The entirely predictable effects, of course, were not only to create bottlenecks, thereby making congestion worse, but to eat up parking spaces on both sides of the road, making it impossible for even small cars to pass each other in opposite directions.

Elsewhere in the borough, meanwhile, a rash of LTNs, intended to reduce congestion, has merely added to congestion nearby. Why can’t local councils grasp the simple idea that when they close one road to traffic, the jams merely move to another?

Now Sir Keir Starmer’s wretched Government has come up with a scheme of its own to make Britain’s urban hellscapes more hellish still, for drivers and pedestrians alike.

This week, Transport Secretary Louise Haigh made the extraordinary announcement that there’s a clear need to legalise private electric scooters on public roads.

At present (not that you’d know it, witnessing the proliferation of these menaces on our pavements and streets), the use of e-scooters is banned, except for those rented under officially approved hire schemes.

But on Wednesday, Ms Haigh told the transport committee that privately owned scooters could prove a ‘really effective part of an integrated transport strategy’. And never mind that 12 people were killed in e-scooter crashes in 2022 alone, while another 1,480, including 50 cyclists, were injured.

With unfortunate timing, her announcement came on the very day when Lime e-bikes were recorded skipping a red traffic light no fewer than 84 times in a single hour at one pedestrian crossing in the capital.

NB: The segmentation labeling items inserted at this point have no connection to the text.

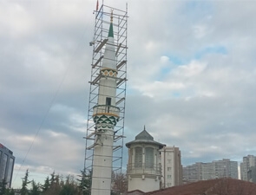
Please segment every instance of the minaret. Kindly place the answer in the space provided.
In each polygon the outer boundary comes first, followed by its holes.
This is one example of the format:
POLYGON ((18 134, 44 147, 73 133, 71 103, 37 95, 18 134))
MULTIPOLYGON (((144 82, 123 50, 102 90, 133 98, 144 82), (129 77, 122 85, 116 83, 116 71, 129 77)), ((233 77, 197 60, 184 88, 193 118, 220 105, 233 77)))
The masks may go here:
POLYGON ((97 105, 94 107, 95 140, 92 169, 92 195, 110 195, 114 128, 119 120, 120 108, 115 107, 116 61, 113 30, 113 11, 104 57, 100 70, 97 105))

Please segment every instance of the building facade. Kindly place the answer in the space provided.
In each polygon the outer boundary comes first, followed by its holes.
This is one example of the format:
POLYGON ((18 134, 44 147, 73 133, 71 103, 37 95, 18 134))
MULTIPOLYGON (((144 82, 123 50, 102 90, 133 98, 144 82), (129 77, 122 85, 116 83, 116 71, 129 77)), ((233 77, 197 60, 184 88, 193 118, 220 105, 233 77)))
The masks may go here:
POLYGON ((219 178, 238 179, 238 162, 223 159, 210 163, 198 162, 183 168, 183 180, 186 182, 219 178))
POLYGON ((160 150, 161 164, 161 188, 182 184, 182 166, 179 147, 164 146, 160 150))
MULTIPOLYGON (((256 167, 256 156, 253 155, 247 155, 243 158, 243 162, 240 163, 240 178, 241 180, 249 181, 250 179, 248 178, 248 171, 251 170, 251 167, 256 167)), ((251 177, 252 176, 251 172, 251 177)))
POLYGON ((7 187, 10 187, 15 157, 12 151, 0 143, 0 180, 5 180, 7 187))

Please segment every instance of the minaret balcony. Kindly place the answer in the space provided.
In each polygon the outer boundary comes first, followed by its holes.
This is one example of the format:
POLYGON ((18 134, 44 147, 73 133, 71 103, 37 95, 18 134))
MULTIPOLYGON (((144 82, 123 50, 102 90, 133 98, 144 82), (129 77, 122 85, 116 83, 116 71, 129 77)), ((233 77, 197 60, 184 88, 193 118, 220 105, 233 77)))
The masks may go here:
POLYGON ((110 115, 119 118, 120 108, 110 105, 97 105, 94 107, 93 116, 110 115))
POLYGON ((161 167, 157 164, 130 163, 127 166, 128 174, 149 174, 161 175, 161 167))

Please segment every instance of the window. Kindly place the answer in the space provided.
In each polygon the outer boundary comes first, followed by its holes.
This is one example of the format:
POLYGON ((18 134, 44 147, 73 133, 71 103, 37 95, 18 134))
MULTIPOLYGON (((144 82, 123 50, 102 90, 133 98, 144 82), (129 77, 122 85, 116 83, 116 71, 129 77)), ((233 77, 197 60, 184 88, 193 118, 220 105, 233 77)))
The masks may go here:
POLYGON ((135 167, 142 167, 142 147, 135 147, 135 167))
POLYGON ((0 178, 0 179, 3 179, 4 177, 5 177, 5 169, 6 169, 6 164, 7 164, 7 159, 8 159, 8 156, 7 154, 4 154, 3 155, 3 164, 2 164, 2 167, 1 167, 1 172, 0 172, 0 176, 2 176, 2 178, 0 178))
POLYGON ((145 166, 147 168, 153 168, 154 166, 154 148, 145 148, 145 166))

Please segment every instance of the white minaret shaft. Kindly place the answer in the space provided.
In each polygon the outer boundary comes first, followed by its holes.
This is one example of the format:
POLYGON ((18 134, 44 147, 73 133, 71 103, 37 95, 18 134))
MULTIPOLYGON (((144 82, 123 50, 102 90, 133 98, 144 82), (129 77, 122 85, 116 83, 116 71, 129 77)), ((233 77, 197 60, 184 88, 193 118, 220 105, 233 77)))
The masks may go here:
POLYGON ((92 171, 92 195, 110 195, 114 128, 119 120, 115 107, 116 61, 113 31, 113 13, 104 58, 100 71, 98 104, 94 107, 95 140, 92 171))

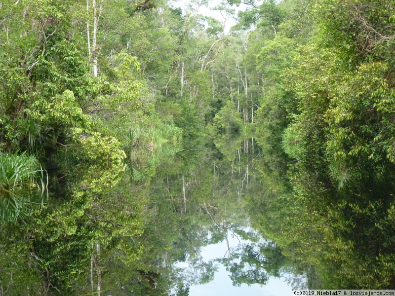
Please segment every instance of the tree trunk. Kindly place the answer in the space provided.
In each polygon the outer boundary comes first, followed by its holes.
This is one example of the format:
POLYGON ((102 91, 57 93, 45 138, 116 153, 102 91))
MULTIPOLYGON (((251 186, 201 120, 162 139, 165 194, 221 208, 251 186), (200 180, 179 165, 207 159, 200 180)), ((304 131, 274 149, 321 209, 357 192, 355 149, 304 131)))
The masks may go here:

Other research has found that 41 per cent of e-scooter riders jump the lights.

God knows, it’s quite lethal enough that so many cyclists think themselves above the law as it applies to other road users. But at least bicycles are comparatively manoeuvrable when evasive action is needed.

Imagine how the risks will multiply if Ms Haigh gets her way, and the plague of murderously unstable e-scooters is allowed to spread further.

Indeed, with every week that passes under this Labour Prime Minister, a Labour Mayor and Labour councils like mine, life in the capital – as in other blighted cities – becomes a little more inconvenient, expensive, unpleasant and dangerous.

I write as one of the few lifelong Londoners still living in the city where I was born and brought up, and used to think I’d never wish to leave. Today I am not so sure.